4. Anderson Cooper calls it like it is

The Trump tape was one of the first items to come up at the debate, and it was like watching a very slow and painful trainwreck as Trump desperately pivoted to anything he could get his hands on, including blaming Secretary Clinton for things President Bill Clinton allegedly did, as though she is somehow responsible for her husband’s activities.

The shining moment, and the one that made Trump look particularly bad, was Anderson Cooper’s cool summation of the tape: ‘You described kissing women without consent and grabbing their genitals. That is sexual assault. You brag that you sexually assaulted women. Do you understand that?’ Trump denied it and returned to the subject of Daesh, but Cooper pressed his point, which Trump continued to dodge. It is patently absurd that one of the questions at a presidential debate has to be ‘do you understand that you are a rapist?’

5. The big diversion

It wasn’t just the audience who noticed that Trump was flailing for any excuse to avoid answering questions or talking substantive policy. As he sniffled and paced behind Secretary Clinton in a bid for attention, continuously rounding to personal attacks or rambling about Daesh, Secretary Clinton at times found herself at a loss. She could acknowledge that her debate opponent wasn’t actually debating in any traditional sense of the word, or she could plunge on to focus on communicating with the public about her policies and goals.

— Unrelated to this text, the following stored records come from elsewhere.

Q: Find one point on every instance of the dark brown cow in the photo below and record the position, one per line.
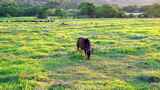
(85, 45)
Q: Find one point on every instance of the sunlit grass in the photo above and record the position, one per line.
(43, 55)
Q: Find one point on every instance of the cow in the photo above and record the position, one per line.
(85, 45)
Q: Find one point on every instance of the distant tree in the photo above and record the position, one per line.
(133, 8)
(152, 11)
(60, 12)
(42, 12)
(87, 9)
(108, 11)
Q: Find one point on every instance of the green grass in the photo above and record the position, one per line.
(42, 55)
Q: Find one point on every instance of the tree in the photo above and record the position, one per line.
(108, 11)
(152, 11)
(87, 9)
(60, 12)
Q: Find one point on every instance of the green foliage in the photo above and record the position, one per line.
(152, 11)
(87, 9)
(43, 55)
(60, 12)
(108, 11)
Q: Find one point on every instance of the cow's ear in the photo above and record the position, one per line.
(92, 50)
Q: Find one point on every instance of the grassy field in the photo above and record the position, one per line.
(43, 56)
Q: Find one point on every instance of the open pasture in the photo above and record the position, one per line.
(42, 55)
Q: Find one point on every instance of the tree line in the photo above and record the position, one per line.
(85, 9)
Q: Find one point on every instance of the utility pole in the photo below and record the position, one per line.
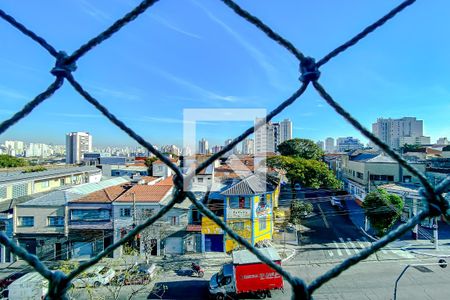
(436, 235)
(414, 212)
(134, 217)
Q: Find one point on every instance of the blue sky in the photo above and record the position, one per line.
(199, 54)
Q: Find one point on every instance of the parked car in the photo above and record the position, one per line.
(32, 286)
(336, 202)
(95, 276)
(137, 274)
(5, 282)
(246, 274)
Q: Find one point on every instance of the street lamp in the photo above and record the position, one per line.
(441, 263)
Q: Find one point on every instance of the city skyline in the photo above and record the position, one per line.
(179, 83)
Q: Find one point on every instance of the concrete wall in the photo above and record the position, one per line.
(40, 214)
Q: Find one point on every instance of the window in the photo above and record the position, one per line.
(90, 215)
(2, 192)
(20, 190)
(55, 221)
(174, 220)
(147, 212)
(262, 201)
(234, 202)
(2, 226)
(44, 184)
(262, 224)
(26, 221)
(238, 226)
(125, 212)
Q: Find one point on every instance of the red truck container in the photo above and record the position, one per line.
(247, 274)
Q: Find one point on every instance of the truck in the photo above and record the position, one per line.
(32, 286)
(246, 274)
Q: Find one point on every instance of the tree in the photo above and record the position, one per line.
(149, 163)
(301, 148)
(382, 209)
(299, 210)
(8, 161)
(306, 172)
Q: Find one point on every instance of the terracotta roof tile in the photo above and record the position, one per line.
(107, 195)
(167, 181)
(145, 193)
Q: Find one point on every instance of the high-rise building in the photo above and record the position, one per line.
(285, 130)
(349, 143)
(77, 143)
(203, 147)
(15, 147)
(329, 145)
(442, 141)
(391, 130)
(269, 136)
(321, 145)
(248, 146)
(216, 149)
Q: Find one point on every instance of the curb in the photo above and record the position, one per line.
(368, 235)
(289, 256)
(429, 254)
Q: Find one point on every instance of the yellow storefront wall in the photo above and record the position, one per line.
(209, 227)
(243, 227)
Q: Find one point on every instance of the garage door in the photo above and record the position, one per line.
(214, 242)
(82, 249)
(174, 245)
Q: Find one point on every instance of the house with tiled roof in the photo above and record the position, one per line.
(167, 235)
(364, 171)
(160, 169)
(42, 223)
(245, 205)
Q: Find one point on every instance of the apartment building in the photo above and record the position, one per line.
(18, 184)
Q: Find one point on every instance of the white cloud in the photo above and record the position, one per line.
(105, 92)
(254, 52)
(10, 94)
(92, 11)
(172, 26)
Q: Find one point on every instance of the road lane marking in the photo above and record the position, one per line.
(361, 244)
(345, 246)
(353, 245)
(337, 248)
(323, 216)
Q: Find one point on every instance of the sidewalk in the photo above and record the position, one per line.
(425, 247)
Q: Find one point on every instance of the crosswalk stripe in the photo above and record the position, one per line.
(337, 249)
(360, 243)
(345, 246)
(353, 245)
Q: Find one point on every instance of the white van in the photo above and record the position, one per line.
(32, 286)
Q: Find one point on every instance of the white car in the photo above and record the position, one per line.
(95, 276)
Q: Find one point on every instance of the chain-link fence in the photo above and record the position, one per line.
(65, 64)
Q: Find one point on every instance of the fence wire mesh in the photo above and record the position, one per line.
(59, 282)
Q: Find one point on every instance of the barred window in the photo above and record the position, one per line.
(3, 192)
(20, 190)
(26, 221)
(125, 212)
(55, 221)
(262, 223)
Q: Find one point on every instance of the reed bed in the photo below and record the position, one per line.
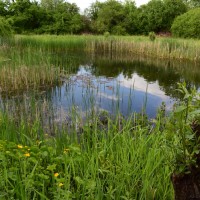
(164, 48)
(26, 78)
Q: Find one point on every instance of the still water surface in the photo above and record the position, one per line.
(102, 84)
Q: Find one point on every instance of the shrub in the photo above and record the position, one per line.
(187, 25)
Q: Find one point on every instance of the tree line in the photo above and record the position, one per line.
(113, 16)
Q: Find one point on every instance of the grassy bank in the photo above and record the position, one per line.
(106, 163)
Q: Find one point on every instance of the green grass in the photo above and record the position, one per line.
(131, 163)
(130, 160)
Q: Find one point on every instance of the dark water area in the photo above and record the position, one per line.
(99, 83)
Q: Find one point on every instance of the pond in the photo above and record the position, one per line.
(101, 84)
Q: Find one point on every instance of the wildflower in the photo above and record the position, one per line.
(66, 150)
(60, 184)
(27, 154)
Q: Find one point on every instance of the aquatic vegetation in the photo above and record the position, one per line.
(101, 156)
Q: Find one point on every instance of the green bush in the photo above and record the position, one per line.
(187, 25)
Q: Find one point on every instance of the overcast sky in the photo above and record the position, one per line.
(82, 4)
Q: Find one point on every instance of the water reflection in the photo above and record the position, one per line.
(123, 85)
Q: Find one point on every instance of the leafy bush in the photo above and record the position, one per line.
(187, 25)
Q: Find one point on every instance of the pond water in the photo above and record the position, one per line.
(102, 84)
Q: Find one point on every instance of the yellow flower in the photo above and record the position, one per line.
(66, 150)
(60, 184)
(27, 154)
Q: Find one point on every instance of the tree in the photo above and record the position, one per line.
(108, 17)
(187, 25)
(158, 15)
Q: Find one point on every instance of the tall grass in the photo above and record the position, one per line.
(34, 61)
(165, 48)
(131, 163)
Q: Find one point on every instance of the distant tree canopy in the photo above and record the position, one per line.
(187, 25)
(113, 16)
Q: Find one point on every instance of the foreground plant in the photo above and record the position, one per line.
(185, 126)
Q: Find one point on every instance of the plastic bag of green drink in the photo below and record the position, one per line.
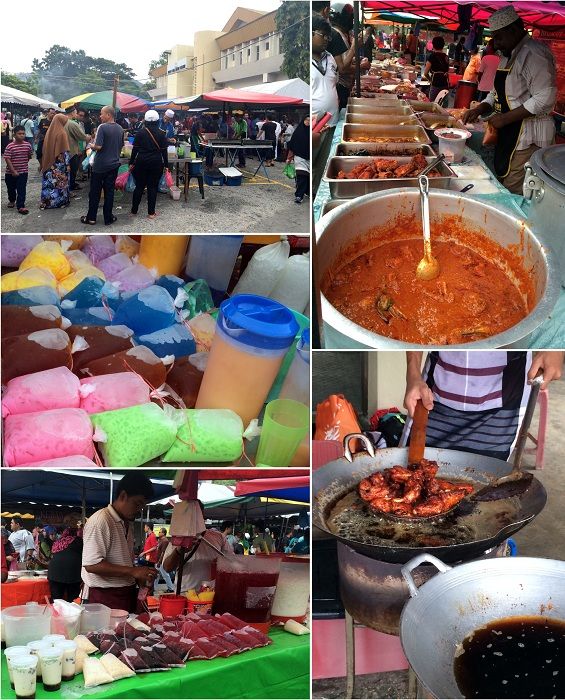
(194, 298)
(207, 435)
(130, 437)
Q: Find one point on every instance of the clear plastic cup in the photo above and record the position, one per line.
(68, 669)
(23, 673)
(285, 424)
(51, 659)
(34, 648)
(11, 653)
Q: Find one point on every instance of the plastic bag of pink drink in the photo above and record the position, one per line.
(32, 437)
(109, 392)
(41, 391)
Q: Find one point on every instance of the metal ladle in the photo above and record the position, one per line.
(428, 267)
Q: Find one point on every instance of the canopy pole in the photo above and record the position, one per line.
(115, 93)
(356, 40)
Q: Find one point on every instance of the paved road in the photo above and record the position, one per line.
(257, 206)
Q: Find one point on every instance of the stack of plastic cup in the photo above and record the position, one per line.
(24, 675)
(285, 424)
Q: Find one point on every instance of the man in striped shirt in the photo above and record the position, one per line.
(108, 572)
(476, 399)
(17, 155)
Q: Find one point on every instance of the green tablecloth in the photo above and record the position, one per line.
(281, 670)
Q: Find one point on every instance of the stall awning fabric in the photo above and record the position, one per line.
(536, 14)
(296, 488)
(242, 96)
(96, 100)
(66, 487)
(294, 87)
(9, 94)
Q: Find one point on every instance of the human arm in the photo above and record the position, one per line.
(416, 387)
(551, 364)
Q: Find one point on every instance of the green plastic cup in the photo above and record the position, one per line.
(285, 425)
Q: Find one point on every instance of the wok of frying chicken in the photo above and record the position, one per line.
(383, 168)
(413, 491)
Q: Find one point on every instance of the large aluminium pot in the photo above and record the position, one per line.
(338, 228)
(544, 186)
(453, 603)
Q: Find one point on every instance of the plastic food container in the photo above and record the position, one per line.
(95, 616)
(452, 143)
(252, 337)
(23, 624)
(117, 616)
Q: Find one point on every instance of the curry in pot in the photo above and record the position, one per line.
(482, 288)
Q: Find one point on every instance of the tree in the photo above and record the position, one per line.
(63, 73)
(11, 80)
(293, 22)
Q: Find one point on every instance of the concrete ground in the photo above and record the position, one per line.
(257, 206)
(544, 537)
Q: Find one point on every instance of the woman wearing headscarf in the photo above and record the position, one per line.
(299, 150)
(56, 165)
(148, 158)
(64, 568)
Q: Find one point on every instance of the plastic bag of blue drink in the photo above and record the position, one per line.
(147, 311)
(176, 340)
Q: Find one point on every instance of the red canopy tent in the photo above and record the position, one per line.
(536, 14)
(248, 97)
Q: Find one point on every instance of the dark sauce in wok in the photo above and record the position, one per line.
(515, 657)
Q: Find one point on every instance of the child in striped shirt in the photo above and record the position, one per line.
(17, 155)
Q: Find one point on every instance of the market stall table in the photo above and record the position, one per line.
(281, 670)
(25, 591)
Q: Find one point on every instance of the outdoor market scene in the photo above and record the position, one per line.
(155, 584)
(122, 351)
(439, 174)
(438, 536)
(197, 141)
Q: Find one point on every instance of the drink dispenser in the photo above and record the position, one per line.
(252, 337)
(246, 586)
(213, 258)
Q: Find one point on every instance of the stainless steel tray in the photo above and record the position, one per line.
(380, 108)
(384, 119)
(351, 132)
(428, 120)
(384, 149)
(380, 97)
(347, 189)
(427, 107)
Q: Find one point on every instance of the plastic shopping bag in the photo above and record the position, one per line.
(130, 184)
(121, 180)
(290, 170)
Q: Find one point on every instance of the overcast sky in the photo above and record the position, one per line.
(135, 36)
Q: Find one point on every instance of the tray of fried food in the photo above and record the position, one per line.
(412, 493)
(383, 133)
(352, 176)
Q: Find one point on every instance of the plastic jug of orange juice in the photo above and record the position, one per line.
(252, 336)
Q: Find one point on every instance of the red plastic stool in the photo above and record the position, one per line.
(539, 441)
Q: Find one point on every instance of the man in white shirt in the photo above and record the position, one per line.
(107, 557)
(525, 88)
(22, 540)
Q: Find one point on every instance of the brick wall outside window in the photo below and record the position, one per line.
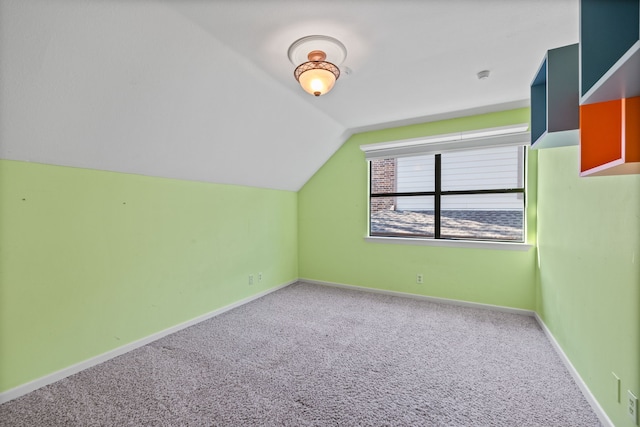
(383, 180)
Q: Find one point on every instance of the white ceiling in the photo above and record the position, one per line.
(204, 90)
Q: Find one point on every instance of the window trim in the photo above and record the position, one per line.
(513, 135)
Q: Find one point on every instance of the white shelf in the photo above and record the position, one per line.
(622, 80)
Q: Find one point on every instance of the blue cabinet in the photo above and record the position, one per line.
(555, 112)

At one point, clearly fed up, she commented that he was certainly adroit about avoiding questions or discussions about how his campaign was ‘exploding.’ It might not have been a Trump gaffe, but it certainly made him look preposterous, deeply buried in the ‘alternative reality’ Clinton later commented that he appears to live in.

6. Islamophobia is a ‘shame’

Gorba Hameed, an audience member who identified herself as a Muslim, asked: ‘How will you help people like me deal with the consequences of being labeled as a threat to the country after the election is over?’ An excellent question to be putting to Trump, who has spent the last 18 months whipping up anti-Muslim sentiment and making bombastic claims about suspending immigration from ‘certain‘ countries to defeat Daesh. Trump’s response was to call Islamophobia ‘a shame’ before going on a tirade about ‘raical Islamic terror.’

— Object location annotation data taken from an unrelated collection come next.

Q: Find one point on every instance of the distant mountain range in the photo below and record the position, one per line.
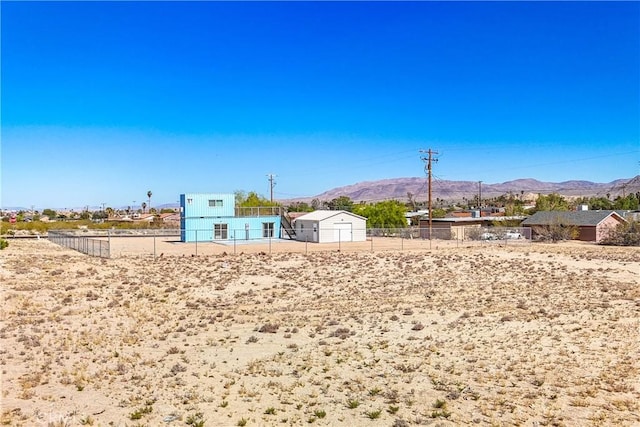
(399, 188)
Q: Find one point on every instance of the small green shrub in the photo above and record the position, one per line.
(372, 415)
(320, 413)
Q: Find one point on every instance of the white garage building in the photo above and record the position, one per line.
(331, 226)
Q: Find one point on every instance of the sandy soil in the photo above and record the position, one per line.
(493, 335)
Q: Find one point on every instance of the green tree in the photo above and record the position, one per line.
(299, 207)
(551, 202)
(387, 214)
(629, 202)
(341, 203)
(596, 203)
(99, 215)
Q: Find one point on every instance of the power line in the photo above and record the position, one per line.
(429, 160)
(272, 183)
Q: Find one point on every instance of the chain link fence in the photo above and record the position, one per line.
(92, 246)
(158, 243)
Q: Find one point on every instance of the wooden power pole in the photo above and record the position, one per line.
(428, 161)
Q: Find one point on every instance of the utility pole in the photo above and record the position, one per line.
(272, 183)
(428, 160)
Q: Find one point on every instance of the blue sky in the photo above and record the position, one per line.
(102, 101)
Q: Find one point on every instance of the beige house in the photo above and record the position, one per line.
(593, 226)
(330, 226)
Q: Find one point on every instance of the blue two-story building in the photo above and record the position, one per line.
(214, 217)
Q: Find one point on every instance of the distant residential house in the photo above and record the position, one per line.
(460, 227)
(325, 226)
(593, 226)
(170, 218)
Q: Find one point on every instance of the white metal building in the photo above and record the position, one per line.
(331, 226)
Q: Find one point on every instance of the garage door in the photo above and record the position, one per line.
(342, 232)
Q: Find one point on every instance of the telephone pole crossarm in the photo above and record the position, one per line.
(428, 162)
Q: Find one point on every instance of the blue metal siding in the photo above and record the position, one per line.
(197, 219)
(202, 229)
(196, 205)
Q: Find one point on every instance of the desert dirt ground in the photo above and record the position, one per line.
(487, 335)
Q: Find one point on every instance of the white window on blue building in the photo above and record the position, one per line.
(220, 231)
(267, 229)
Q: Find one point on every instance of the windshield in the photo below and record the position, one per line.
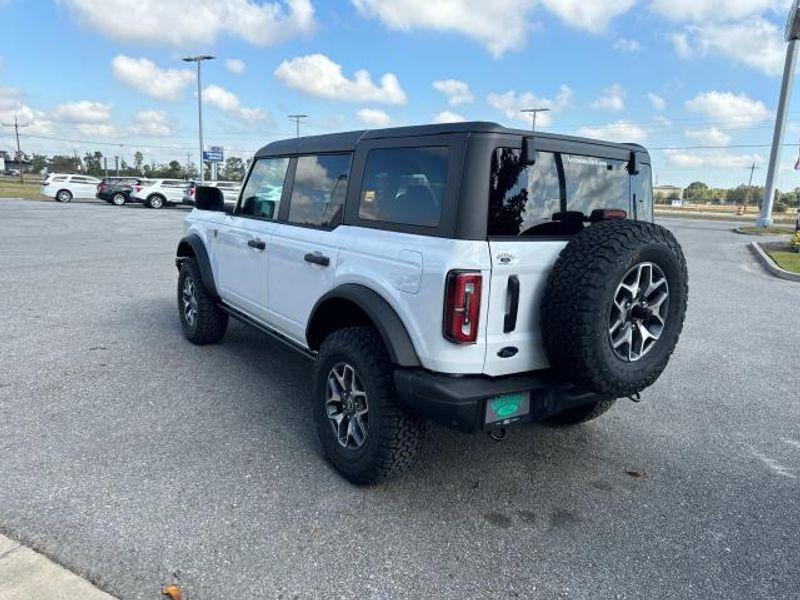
(549, 197)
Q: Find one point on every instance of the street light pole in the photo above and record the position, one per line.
(792, 36)
(534, 112)
(198, 60)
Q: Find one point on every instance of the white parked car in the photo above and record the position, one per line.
(230, 191)
(63, 188)
(156, 193)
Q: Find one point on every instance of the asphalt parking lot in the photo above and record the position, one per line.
(138, 460)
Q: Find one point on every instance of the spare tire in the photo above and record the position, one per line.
(614, 307)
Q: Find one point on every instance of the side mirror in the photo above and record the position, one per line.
(528, 151)
(208, 198)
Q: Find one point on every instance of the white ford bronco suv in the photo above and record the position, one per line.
(467, 274)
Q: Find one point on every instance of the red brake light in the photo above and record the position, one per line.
(462, 306)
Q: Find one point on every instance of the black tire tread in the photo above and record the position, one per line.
(581, 269)
(212, 321)
(402, 434)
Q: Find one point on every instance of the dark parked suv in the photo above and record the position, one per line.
(116, 190)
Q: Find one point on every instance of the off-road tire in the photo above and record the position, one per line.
(63, 196)
(578, 299)
(394, 434)
(211, 322)
(155, 201)
(580, 414)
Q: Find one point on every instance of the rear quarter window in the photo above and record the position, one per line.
(405, 186)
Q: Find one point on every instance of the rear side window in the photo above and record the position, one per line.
(262, 193)
(319, 191)
(531, 200)
(405, 186)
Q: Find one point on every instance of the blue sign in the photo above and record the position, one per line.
(214, 154)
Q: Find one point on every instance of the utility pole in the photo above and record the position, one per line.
(750, 185)
(297, 119)
(198, 60)
(792, 36)
(534, 112)
(17, 127)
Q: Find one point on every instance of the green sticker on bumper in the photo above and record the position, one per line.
(506, 407)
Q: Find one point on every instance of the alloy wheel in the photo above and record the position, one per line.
(346, 406)
(189, 297)
(639, 312)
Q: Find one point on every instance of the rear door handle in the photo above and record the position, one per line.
(318, 259)
(510, 323)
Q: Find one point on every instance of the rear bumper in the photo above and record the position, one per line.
(459, 402)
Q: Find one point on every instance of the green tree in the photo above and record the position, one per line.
(697, 192)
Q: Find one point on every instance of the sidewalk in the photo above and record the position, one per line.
(26, 575)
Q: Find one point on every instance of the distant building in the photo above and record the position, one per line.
(666, 193)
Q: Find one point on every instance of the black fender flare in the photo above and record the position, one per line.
(198, 249)
(383, 316)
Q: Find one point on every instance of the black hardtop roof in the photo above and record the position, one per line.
(348, 140)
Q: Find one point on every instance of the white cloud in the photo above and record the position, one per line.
(710, 159)
(448, 117)
(228, 102)
(621, 131)
(12, 105)
(143, 75)
(511, 103)
(151, 122)
(700, 11)
(372, 117)
(195, 23)
(593, 16)
(500, 26)
(755, 43)
(711, 136)
(235, 66)
(627, 45)
(98, 129)
(729, 109)
(657, 102)
(83, 111)
(612, 98)
(318, 75)
(457, 92)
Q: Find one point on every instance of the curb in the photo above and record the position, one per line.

He attempted to paint this as being tough on defense issues — he’s not ‘too PC’ to get the job done, and believes in calling things by their names, as apparently all Muslims are terrorists. The net effect, though, was to watch a Muslimah’s words about what she’s enduring vindicated right in front of her on a national stage.

7. ‘Because you’d be in jail’

One of Trump’s big campaign fixations has been the question of whether Secretary Clinton engaged in impropriety regarding the use of a private server for her email while at the Department of State. This is an issue the right has hammered on repeatedly, but multiple investigations have found no evidence of wrongdoing, though the FBI did comment that it was ‘irresponsible‘ to handle secure information on a private server. Secretary Clinton herself acknowledged that it was a mistake and not something she’d do again, but the issue just won’t die.

At multiple points during the debate, he threatened Secretary Clinton with a ‘special prosecutor,’ drawing upon the theme that she’s a criminal who should be locked up (a popular subject at his rallies). In a back and forth where Trump dodged responsibility for answering a question about his suitability to lead, Secretary Clinton commented that he doesn’t have the best temperament, saying it was good he’s not in charge of the law in the US; he proved her point by sniping ‘because you’d be in jail.’

What do you think: Does Donald Trump have the temperament to be president?